I agree with the people who argue that our movement should perhaps not have focussed on 377 (given Indians’ complicated relationship with the law). We should have focussed on marriage instead. Rather than assume that acceptance of gay marriage will come later, faithfully following the Western trajectory, we could see what is around us. In the 1970s, Shankuntala Devi (yes, the mathematical genius) wrote a treatise on homosexuality in which she interviewed a priest who spoke of Hindu marriage being between two souls, not two bodies. In 1987, when Leela and Urmila were married, their priest used the same words as justification.

THOUGH MOST of us were happy to read about Wendell Rodericks’ wedding, one wished people knew that gay and lesbian marriages, with some ritual, happen around us all the time. Nandu’s and Sheela’s, in Kerala, for instance, was one of the more public ones, in 2004. Why aren’t we organising mass marriages as the Self-Respect movement once organised inter-caste marriages in Tamil Nadu’s cinema halls? The social hostility attendant would be only the same hostility that any inter-caste, inter-race or intergenerational marriage faces in India or the West. As would any union that privileges erotic love over social suitability.
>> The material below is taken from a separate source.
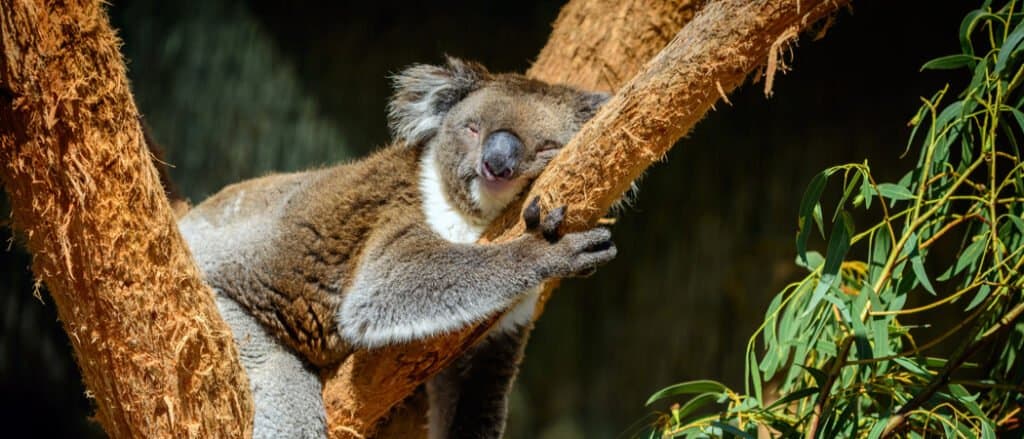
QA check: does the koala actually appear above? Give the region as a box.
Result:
[177,57,615,438]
My friend remarked that a young gay couple whom we think of as the most devoted in existence, are living a double life, as neither are out to their parents. I would argue that the phrase double life is not particularly useful because the hostility the young gay couple face is hardly different from that faced by heterosexual couples arrested in parks in Bihar.

If I were much ruder, I would quote Akshay Khanna. Not the actor, Akshay is an important and serious activist, someone just as capable of kissing a woman while wearing a skirt, as kissing a man in a public meeting. To annoying people who ask him whether he is out to his parents, he would respond, “I wish heterosexuals in India would come out to their parents.”